The rezoning targeted spots that could be prime for office-to-residential conversions, while also making room for a lot more housing thanks to the area’s high density. It will be the largest neighborhood rezoning in two decades, officials said Thursday.
“We’re trying to attend to the needs of properties that are having a difficult time right now and also bring in new housing for an area that we think will be really appealing for people,” said Powers. “That’s solving two citywide problems.”
The plan also included open space and pedestrianization efforts for some of midtown’s congested streets, as well as reviving a stalled proposal for a dedicated busway across 34th Street, which will link residents and those passing through with some of the city’s largest transit and event hubs near Penn Station.
The harder fight may have been won at the state level in 2023. The rezoning will be the first to make use of new zoning tools New York State gave the city, which lifted a state-imposed cap on residential density and expanded tax incentives for office conversions. It also builds on citywide zoning changes to unlock greater density passed as part of the Council and City Hall’s December agreement on the “City of Yes for Housing” plan.
“This is exactly where we should be building housing. It’s unfathomable that in an area this central with a housing crisis this dire, that if you wanted to build housing, our own rules would not allow it,” said Dan Garodnick, chair of the City Planning Commission.
Garodnick warned that while the plan would make office conversions more viable, they remain a complicated puzzle given the light and air requirements, layout of office buildings, and expenses involved in construction.

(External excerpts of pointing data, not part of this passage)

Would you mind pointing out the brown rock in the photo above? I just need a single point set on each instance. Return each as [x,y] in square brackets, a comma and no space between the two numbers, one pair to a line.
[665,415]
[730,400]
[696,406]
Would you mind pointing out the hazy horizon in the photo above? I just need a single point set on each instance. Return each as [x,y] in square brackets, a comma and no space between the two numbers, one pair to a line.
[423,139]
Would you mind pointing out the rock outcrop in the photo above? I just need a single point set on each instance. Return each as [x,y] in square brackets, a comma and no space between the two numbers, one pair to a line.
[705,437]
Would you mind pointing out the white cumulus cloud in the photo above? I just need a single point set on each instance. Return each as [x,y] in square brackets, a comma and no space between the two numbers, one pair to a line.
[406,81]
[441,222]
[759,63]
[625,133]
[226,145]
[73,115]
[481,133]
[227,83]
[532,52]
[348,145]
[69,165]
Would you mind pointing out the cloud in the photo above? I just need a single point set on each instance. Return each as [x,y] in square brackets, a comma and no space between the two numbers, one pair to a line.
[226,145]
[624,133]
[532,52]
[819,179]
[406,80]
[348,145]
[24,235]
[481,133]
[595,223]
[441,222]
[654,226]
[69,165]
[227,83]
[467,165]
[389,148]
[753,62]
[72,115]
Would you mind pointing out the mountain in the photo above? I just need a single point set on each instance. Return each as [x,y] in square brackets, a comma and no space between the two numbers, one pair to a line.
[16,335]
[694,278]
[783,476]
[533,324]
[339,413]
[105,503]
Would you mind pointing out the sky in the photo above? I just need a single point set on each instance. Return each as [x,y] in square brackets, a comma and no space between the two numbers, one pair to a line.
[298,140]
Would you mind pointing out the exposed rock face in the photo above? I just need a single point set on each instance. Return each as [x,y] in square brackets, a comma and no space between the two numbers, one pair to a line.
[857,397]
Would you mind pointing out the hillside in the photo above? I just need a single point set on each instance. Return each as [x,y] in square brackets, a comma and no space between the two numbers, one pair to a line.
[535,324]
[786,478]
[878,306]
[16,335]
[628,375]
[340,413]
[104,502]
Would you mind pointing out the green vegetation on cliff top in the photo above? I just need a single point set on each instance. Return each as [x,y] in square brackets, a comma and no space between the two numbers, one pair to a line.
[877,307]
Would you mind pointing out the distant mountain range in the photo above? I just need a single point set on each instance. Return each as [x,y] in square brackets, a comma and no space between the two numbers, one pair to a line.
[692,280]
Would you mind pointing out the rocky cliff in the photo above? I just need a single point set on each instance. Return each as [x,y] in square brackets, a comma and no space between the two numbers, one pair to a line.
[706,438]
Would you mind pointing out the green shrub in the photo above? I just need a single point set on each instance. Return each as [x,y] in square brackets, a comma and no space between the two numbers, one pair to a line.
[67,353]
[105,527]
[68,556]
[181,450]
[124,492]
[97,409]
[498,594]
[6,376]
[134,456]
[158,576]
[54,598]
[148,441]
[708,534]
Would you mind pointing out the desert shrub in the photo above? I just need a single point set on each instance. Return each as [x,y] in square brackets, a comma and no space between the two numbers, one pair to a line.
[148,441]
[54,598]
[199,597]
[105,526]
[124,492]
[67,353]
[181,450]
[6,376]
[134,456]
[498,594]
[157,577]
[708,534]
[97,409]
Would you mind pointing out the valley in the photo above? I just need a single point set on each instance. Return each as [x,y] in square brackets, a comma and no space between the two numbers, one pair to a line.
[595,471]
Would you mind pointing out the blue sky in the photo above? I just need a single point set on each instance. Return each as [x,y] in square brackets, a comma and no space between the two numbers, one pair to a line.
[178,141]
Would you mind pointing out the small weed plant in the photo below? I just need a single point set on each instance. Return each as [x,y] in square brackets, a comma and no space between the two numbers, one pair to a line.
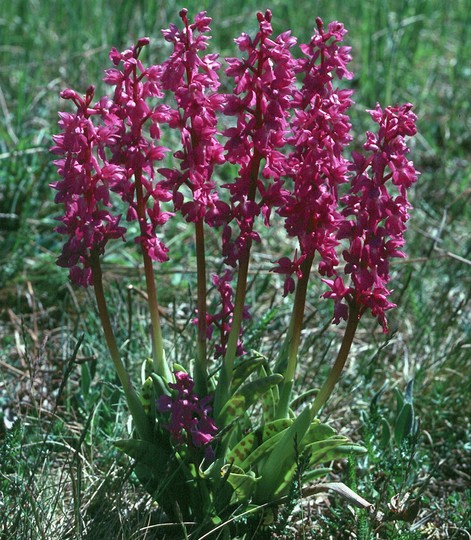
[222,439]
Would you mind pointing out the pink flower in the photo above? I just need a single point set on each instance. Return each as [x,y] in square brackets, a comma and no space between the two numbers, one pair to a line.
[222,319]
[374,220]
[264,81]
[193,81]
[190,420]
[320,132]
[84,189]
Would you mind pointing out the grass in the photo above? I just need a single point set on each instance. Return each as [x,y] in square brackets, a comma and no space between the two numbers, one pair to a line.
[59,399]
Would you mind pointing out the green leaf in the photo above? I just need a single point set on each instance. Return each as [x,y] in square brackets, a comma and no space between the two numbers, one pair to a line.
[256,444]
[85,379]
[335,448]
[282,457]
[244,369]
[147,396]
[242,483]
[144,452]
[404,423]
[385,438]
[246,396]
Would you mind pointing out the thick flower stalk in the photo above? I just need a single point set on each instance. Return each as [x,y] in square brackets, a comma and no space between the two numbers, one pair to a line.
[374,225]
[84,190]
[260,104]
[135,130]
[85,193]
[375,218]
[193,81]
[320,133]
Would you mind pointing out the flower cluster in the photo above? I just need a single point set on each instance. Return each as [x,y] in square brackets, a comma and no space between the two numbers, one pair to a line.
[84,189]
[260,104]
[374,220]
[133,127]
[194,82]
[222,319]
[189,415]
[320,133]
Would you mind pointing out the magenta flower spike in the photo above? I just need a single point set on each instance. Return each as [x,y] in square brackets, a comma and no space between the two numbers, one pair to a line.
[374,219]
[84,190]
[190,422]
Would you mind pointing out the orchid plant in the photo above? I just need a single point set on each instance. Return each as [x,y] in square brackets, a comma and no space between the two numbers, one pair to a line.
[221,437]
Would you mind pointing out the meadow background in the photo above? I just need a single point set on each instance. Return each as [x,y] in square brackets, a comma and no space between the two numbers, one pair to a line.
[60,404]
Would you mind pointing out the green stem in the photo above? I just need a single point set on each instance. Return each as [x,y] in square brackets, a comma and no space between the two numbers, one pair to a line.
[223,390]
[334,375]
[287,361]
[158,354]
[135,407]
[201,367]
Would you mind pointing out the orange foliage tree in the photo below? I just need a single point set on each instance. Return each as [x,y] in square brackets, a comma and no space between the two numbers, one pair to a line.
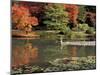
[22,19]
[73,11]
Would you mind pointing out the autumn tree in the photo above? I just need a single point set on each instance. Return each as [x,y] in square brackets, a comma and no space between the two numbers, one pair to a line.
[22,19]
[82,14]
[55,17]
[73,11]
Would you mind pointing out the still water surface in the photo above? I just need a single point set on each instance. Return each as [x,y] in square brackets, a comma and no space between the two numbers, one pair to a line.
[37,51]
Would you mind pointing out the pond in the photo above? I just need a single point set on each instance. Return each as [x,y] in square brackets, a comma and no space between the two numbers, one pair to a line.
[39,51]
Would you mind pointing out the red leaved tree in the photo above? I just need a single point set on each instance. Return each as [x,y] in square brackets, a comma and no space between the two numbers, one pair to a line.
[22,19]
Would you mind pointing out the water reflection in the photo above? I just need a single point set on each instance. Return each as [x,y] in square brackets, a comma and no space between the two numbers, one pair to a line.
[24,54]
[39,51]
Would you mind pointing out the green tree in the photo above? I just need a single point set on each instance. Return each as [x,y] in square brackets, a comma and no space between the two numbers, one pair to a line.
[82,13]
[56,18]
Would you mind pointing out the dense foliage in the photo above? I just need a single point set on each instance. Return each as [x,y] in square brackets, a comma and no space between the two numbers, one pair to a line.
[55,17]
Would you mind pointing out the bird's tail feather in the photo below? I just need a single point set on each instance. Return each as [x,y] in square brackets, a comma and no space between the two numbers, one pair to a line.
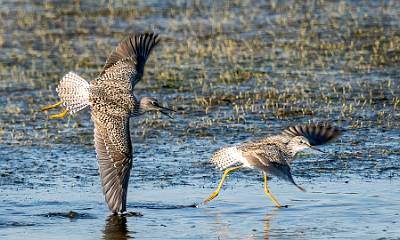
[74,92]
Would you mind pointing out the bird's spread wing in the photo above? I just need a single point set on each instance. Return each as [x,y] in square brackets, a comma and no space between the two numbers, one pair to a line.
[114,155]
[315,133]
[131,53]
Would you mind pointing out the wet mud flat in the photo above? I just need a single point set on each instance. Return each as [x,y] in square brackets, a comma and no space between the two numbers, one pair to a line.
[233,71]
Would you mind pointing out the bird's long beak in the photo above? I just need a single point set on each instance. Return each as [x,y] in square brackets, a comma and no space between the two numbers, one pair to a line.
[316,149]
[166,111]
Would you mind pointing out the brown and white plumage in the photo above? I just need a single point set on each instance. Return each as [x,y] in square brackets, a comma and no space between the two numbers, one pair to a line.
[273,154]
[112,102]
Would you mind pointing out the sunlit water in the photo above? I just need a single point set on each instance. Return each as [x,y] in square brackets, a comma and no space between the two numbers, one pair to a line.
[233,72]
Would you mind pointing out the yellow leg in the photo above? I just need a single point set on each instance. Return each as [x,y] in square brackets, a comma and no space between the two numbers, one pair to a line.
[52,106]
[216,192]
[60,115]
[273,199]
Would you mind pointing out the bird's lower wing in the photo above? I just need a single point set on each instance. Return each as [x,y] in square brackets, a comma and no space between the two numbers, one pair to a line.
[114,155]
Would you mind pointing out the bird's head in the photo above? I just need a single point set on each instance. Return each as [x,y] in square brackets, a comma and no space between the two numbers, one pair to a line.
[149,104]
[300,143]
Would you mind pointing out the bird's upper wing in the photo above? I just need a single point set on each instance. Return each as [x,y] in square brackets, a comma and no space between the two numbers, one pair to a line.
[114,155]
[316,134]
[129,58]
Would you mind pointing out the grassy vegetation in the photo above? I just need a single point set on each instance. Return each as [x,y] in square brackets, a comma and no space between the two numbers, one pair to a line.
[229,64]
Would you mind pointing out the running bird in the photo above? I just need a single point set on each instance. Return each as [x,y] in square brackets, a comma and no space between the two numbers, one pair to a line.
[272,154]
[112,102]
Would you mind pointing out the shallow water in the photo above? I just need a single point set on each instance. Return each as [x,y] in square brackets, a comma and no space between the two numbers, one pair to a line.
[233,71]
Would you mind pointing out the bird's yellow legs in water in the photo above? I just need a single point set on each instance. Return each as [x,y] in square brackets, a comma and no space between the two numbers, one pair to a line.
[266,190]
[216,192]
[59,115]
[226,172]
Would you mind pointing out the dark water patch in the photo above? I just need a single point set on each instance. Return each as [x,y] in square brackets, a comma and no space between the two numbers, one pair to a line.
[12,224]
[160,206]
[71,215]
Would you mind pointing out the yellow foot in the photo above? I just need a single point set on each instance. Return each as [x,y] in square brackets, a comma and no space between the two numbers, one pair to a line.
[52,106]
[266,190]
[211,197]
[60,115]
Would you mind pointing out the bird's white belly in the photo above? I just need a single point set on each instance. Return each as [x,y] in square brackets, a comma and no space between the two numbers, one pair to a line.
[239,156]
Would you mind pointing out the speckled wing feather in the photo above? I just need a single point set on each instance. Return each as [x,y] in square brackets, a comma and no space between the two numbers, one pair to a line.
[271,159]
[114,155]
[226,157]
[315,133]
[131,53]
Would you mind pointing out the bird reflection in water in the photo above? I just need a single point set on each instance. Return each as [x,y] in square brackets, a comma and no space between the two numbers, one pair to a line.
[116,228]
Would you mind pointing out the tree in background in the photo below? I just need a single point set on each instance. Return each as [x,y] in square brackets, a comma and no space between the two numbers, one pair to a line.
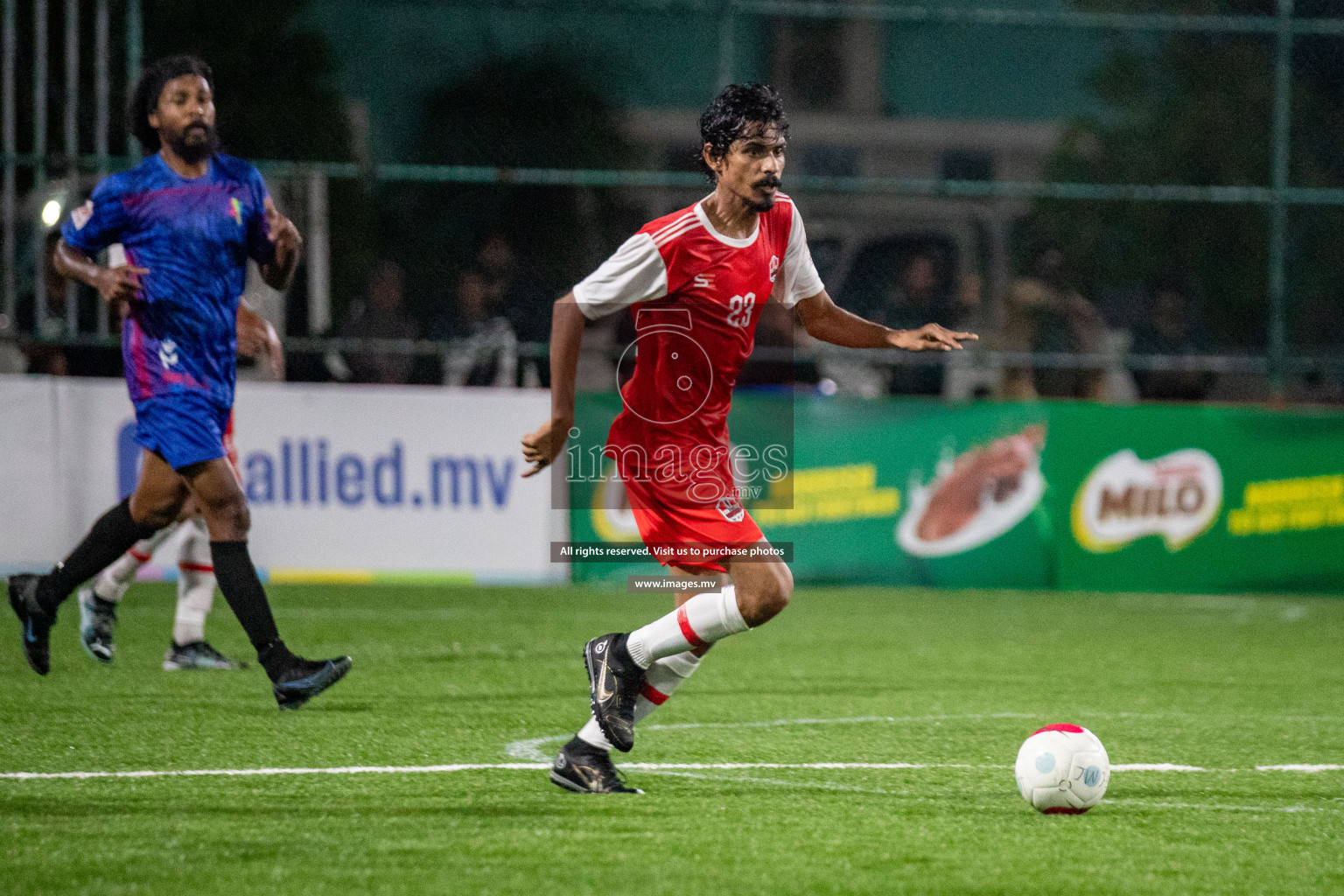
[1198,109]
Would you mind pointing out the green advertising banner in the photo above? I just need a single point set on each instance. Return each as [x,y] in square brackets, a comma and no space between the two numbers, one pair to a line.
[1043,494]
[1199,499]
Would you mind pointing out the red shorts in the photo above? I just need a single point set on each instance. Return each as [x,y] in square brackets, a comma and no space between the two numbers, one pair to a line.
[231,449]
[707,531]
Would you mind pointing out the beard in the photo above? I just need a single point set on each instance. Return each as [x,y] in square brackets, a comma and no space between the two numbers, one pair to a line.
[192,147]
[762,206]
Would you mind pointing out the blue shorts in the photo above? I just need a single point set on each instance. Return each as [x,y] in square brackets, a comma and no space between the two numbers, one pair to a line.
[183,429]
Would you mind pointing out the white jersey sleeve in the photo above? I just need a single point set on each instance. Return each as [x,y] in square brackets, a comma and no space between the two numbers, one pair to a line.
[634,273]
[800,274]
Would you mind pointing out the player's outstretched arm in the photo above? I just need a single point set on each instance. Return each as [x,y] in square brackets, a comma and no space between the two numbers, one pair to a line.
[546,444]
[285,238]
[113,284]
[830,323]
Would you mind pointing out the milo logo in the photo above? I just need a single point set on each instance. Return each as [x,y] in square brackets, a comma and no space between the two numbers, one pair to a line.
[1176,496]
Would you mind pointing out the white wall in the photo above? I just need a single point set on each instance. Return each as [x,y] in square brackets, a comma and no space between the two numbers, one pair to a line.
[338,477]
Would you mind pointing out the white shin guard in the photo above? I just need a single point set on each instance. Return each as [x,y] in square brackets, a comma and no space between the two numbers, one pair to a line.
[112,584]
[195,584]
[701,621]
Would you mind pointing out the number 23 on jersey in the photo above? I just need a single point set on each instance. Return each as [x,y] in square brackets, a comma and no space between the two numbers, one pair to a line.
[739,309]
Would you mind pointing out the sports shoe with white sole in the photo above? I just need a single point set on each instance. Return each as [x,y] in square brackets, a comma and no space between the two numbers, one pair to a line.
[198,654]
[97,617]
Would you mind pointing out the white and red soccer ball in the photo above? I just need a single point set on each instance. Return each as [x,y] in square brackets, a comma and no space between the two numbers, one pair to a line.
[1062,770]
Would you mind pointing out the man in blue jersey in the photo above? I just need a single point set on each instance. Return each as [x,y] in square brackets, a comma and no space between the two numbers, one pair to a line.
[188,218]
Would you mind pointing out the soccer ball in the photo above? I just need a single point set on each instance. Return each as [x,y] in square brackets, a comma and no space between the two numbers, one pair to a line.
[1062,770]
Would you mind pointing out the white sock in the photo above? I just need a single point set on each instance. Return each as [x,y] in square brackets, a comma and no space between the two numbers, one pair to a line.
[702,620]
[660,682]
[195,584]
[112,584]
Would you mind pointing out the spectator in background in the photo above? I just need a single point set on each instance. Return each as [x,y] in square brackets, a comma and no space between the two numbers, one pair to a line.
[1172,326]
[1045,313]
[484,348]
[518,298]
[381,316]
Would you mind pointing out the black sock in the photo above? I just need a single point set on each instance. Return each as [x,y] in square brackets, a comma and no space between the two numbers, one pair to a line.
[242,590]
[110,536]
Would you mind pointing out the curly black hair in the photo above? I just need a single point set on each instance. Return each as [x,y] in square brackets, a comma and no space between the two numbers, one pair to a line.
[144,98]
[738,112]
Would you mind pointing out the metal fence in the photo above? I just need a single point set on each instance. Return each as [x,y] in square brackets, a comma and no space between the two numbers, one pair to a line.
[1277,196]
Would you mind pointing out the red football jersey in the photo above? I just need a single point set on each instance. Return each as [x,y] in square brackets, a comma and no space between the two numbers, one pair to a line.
[696,298]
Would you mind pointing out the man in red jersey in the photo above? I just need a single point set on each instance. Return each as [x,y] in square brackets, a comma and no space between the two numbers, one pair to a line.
[695,281]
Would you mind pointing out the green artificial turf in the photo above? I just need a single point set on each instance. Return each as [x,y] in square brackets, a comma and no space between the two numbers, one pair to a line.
[952,680]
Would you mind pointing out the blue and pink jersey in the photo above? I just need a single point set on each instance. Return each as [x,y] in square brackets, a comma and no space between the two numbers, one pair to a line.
[195,238]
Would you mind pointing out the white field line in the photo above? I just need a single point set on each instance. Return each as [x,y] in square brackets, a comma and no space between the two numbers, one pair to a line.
[1301,767]
[529,748]
[541,766]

The Department of City Planning officials said they can’t currently name any projects in the area seeking conversion.
Under current City Council practice, land use changes usually need the sign off of the local member under a practice called member deference, where the Council defers to local representatives on projects in their own districts.
The mayor’s Charter Commission has recently taken aim at some of those practices, which Commission leaders told City Limits can result in the loss of potential housing. But most of the City Council remains opposed to the ballot measures, which voters will weigh in on this November.
It’s why Powers’ and Bottcher’s early support for the plan stood out.
“Under the current dynamic of land use in New York City, the ability to succeed on a significant initiative like this is largely dependent on willing local representatives who are ready to show leadership on housing. We were grateful to have that here,” said Garodnick.
No project is without its critics, but Midtown South’s easier political path could be a sign of warming to housing development in the City Council.
“There’s definitely an attitude that is changing,” said Powers. “We’re seeing more Council members willing to step forward and raise their hand in support of building more housing and addressing citywide needs in their districts.”
He added that the neighborhood’s existing density and strong transit infrastructure could make it less controversial than rezonings in other parts of the city.
The tide may even be turning in community boards, which have been slower to welcome new housing. Manhattan Community Board 5, which covers the heart of Midtown, gave the plan a thumbs up during their review earlier in the review process. Manhattan Community Board 4, which covers Midtown East, disapproved of the plan.
After advancing City of Yes for Housing earlier this year, the Adams administration has also pushed through two neighborhood rezonings, along the Bronx Metro North Station area and along Atlantic Avenue in Brooklyn.
The city’s Jamaica neighborhood plan passed the City Planning Commission Wednesday and will be next up for the City Council to review. Another plan to zone for more housing density in Long Island City will reach the City Planning Commission in September.